Um Nobel sabe

Há pessoas que sabem e outras que não sabem.
É por isso que existem os especialistas.

Nós não sabemos, por isso dependemos das pessoas que sabem. Estas passaram a vida a estudar, a preparar-se, a pensar. Por isso, quando falam, temos que ser humildes e aprender.

E se o especialista em questão até ganhou um Nobel? Neste caso o silêncio é de ouro: cada sílaba tem de ser gravada, pois um Nobel não é estúpido e sabe o que diz.
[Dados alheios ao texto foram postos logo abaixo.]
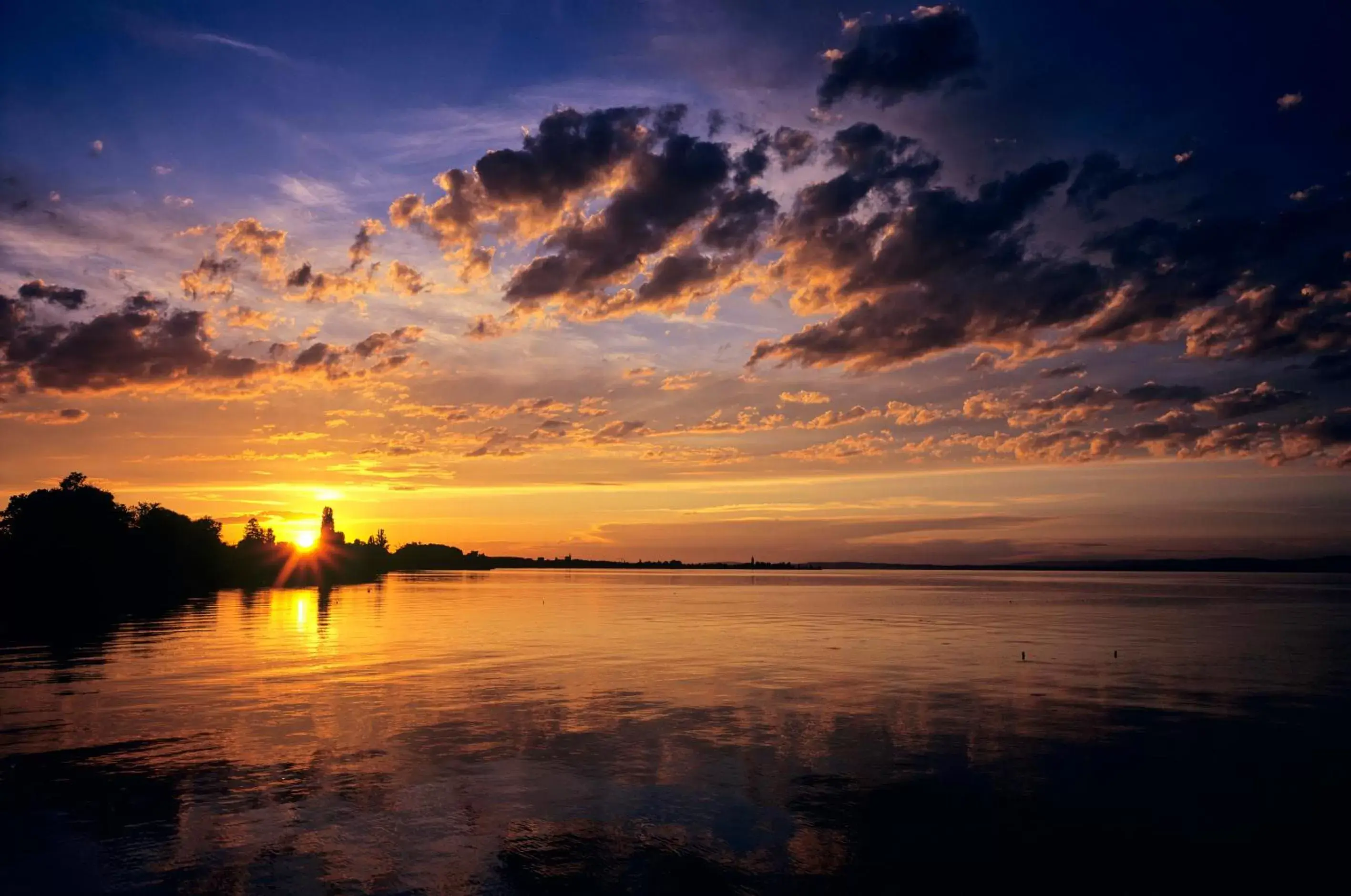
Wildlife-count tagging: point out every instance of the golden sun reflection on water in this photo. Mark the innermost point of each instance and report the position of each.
(471, 711)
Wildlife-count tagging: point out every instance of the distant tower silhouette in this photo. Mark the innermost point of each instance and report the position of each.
(328, 533)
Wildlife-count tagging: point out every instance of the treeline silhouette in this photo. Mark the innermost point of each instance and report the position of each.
(79, 542)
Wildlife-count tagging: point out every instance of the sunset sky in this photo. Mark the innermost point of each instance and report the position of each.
(687, 279)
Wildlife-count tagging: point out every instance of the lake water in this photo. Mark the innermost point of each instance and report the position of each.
(646, 732)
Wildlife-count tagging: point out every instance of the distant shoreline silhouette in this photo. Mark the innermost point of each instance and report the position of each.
(77, 544)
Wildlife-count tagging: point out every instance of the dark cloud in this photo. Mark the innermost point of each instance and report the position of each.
(912, 54)
(211, 277)
(793, 148)
(1154, 392)
(932, 274)
(315, 355)
(384, 342)
(137, 345)
(1068, 371)
(300, 276)
(569, 152)
(1332, 368)
(619, 430)
(64, 296)
(1234, 285)
(361, 245)
(1103, 176)
(716, 121)
(146, 344)
(665, 191)
(1246, 402)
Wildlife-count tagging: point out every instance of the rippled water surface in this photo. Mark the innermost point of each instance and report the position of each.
(644, 732)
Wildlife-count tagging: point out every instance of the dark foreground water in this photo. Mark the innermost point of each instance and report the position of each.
(692, 733)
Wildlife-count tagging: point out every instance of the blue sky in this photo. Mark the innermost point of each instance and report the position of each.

Paul Samuelson nasceu em Gary, uma pequena cidade do Indiana, Estados Unidos, em 1915, duma família israelita.
Conhecida Gary por via das empresas siderúrgicas e pela alta taxa de criminalidade, Samuelson tinha a possibilidade de trabalhar perto dum alto-forno ou nas ruas da violência.
Escolheu simplesmente não trabalhar e ser economista.


Mais tarde, a Academia Real Sueca reconheceu o sucesso nesta área e premiou Samuelson com um Nobel, primeiro entre todos os economistas americanos, com a seguinte justificação:

fez mais do que qualquer outro economista contemporâneo para elevar o nível das análises científicas na teoria económica.

O New York Times falou dele como o “primeiro entre os economistas do 20º século”.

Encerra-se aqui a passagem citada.